Affiliation:
1. Key Laboratory for Corrosion and Protection of The Ministry of Education (MOE) Institute for Advanced Materials and Technology University of Science and Technology Beijing Beijing China
2. National Materials Corrosion and Protection Data Center Institute for Advanced Materials and Technology University of Science and Technology Beijing Beijing China
3. Beijing Advanced Innovation Center for Materials Genome Engineering University of Science and Technology Beijing Beijing China
Abstract
AbstractThis article proposed a design strategy that integrated machine learning models based on random forest and genetic algorithm (GA) for the rapid screening of hardness in the AlCoCrCuFeMoNiTi high‐entropy alloys system.
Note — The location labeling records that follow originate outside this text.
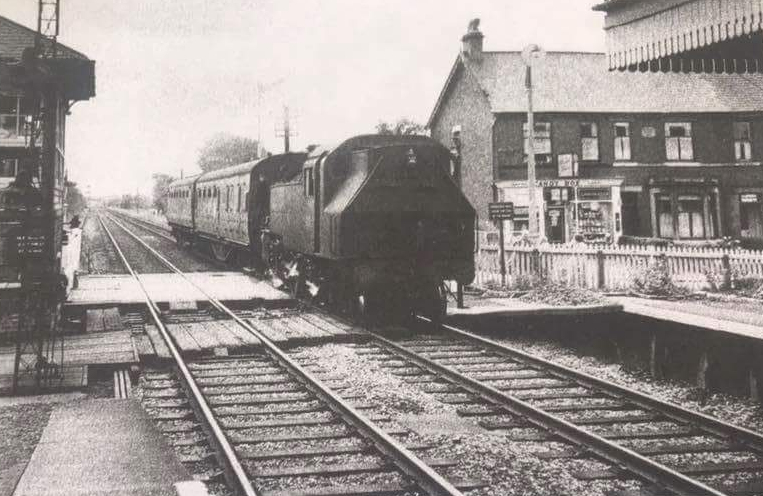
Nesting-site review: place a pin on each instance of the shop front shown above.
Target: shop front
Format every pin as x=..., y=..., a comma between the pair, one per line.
x=589, y=208
x=685, y=208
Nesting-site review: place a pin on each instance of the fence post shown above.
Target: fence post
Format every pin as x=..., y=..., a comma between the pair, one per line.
x=536, y=262
x=726, y=271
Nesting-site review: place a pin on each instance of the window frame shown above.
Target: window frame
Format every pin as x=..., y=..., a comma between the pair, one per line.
x=593, y=138
x=680, y=142
x=549, y=160
x=742, y=144
x=620, y=156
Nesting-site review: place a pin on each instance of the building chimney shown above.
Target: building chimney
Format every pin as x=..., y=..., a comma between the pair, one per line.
x=472, y=41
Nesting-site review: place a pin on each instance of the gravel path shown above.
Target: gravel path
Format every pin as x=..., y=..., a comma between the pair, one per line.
x=510, y=467
x=740, y=411
x=746, y=312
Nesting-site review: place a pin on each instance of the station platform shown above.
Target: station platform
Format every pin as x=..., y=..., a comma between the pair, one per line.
x=93, y=290
x=513, y=307
x=100, y=448
x=715, y=316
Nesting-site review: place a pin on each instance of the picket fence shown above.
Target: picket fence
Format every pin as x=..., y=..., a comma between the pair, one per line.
x=613, y=268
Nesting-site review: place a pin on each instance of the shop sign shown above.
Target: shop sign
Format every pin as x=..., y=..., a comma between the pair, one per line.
x=594, y=194
x=501, y=211
x=568, y=165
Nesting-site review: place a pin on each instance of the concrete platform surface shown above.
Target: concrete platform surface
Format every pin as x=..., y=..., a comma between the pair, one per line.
x=715, y=316
x=101, y=447
x=512, y=307
x=123, y=289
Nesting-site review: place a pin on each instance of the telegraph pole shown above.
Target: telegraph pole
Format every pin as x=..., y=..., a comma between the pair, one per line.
x=528, y=54
x=286, y=130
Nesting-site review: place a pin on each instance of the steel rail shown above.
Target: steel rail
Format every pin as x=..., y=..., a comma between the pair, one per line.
x=615, y=454
x=144, y=224
x=711, y=425
x=426, y=478
x=235, y=473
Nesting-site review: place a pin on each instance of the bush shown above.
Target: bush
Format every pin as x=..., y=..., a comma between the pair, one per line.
x=655, y=280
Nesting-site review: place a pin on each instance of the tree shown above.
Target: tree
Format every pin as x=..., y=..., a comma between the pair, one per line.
x=403, y=127
x=223, y=150
x=159, y=191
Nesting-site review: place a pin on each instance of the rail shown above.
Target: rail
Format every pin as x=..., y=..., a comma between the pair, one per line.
x=235, y=473
x=428, y=479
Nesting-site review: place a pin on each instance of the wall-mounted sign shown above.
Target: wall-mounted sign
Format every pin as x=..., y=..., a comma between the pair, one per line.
x=594, y=194
x=501, y=211
x=568, y=165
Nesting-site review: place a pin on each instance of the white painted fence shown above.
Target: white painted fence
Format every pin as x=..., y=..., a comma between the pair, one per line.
x=613, y=267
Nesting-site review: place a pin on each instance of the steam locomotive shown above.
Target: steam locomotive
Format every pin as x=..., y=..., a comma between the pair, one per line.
x=375, y=224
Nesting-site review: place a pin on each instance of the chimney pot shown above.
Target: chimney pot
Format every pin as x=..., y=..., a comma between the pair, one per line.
x=472, y=41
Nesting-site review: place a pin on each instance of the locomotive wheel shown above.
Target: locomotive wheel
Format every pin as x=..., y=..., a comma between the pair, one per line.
x=221, y=253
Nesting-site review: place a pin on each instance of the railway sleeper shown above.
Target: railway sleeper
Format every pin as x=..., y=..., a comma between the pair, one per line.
x=322, y=451
x=342, y=469
x=674, y=449
x=696, y=469
x=333, y=434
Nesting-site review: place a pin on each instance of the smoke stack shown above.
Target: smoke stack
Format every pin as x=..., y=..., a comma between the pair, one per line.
x=471, y=46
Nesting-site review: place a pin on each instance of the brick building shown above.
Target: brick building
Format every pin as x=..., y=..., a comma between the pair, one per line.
x=664, y=154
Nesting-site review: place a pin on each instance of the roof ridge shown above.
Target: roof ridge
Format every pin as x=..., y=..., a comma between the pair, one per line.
x=33, y=32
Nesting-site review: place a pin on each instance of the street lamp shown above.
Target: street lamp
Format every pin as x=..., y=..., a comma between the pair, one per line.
x=530, y=54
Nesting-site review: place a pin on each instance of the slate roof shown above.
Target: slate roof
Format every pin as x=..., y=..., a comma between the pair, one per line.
x=14, y=38
x=581, y=82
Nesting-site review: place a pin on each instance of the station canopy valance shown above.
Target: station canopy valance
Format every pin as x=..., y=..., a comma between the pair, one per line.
x=700, y=35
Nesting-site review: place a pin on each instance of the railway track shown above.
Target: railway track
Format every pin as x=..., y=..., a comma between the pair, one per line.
x=316, y=442
x=674, y=450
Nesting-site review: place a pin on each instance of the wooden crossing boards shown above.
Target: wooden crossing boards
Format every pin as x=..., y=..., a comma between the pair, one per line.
x=283, y=327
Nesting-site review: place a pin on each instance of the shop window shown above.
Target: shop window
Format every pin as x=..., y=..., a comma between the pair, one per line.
x=691, y=219
x=664, y=216
x=589, y=141
x=750, y=219
x=631, y=218
x=742, y=142
x=678, y=144
x=622, y=141
x=309, y=185
x=542, y=142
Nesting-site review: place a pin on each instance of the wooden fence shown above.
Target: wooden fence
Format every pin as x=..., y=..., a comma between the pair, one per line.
x=613, y=267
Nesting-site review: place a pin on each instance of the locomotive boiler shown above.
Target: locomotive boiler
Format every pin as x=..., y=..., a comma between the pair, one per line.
x=375, y=224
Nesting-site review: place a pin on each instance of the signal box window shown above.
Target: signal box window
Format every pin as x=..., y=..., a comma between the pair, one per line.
x=309, y=185
x=542, y=142
x=589, y=141
x=742, y=142
x=622, y=141
x=678, y=144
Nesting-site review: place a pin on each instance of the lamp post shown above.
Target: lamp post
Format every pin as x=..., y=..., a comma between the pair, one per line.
x=530, y=53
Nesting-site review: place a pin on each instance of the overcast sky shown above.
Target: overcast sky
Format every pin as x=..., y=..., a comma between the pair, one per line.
x=171, y=73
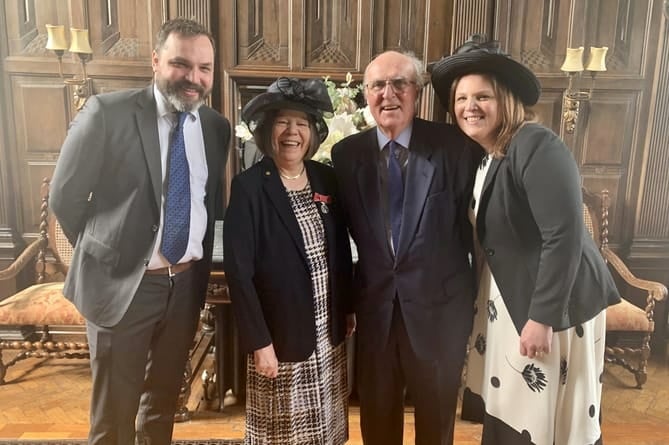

Through feature engineering and modeling, valence electron concentration, atomic size difference (δr), Pauling electronegativity difference (Δχ), geometric parameters (Λ), and the Cr content were identified as the five key features in the database. The GA was employed to search for alloys with superior hardness and guided synthesis. After three iterations, the HEA Al18Co21Cr23Fe23Mo15 exhibiting the highest predicted hardness (868.8 HV) was identified. The alloy was predominantly composed of BCC, ordered B2, and σ phases, with an experimental hardness of 899.8 ± 9.9 HV, which as approximately 5.38% greater than the maximum hardness observed in the original dataset. The design strategy can also solve other regression problems and pave the way for optimizing material performance in various engineering applications.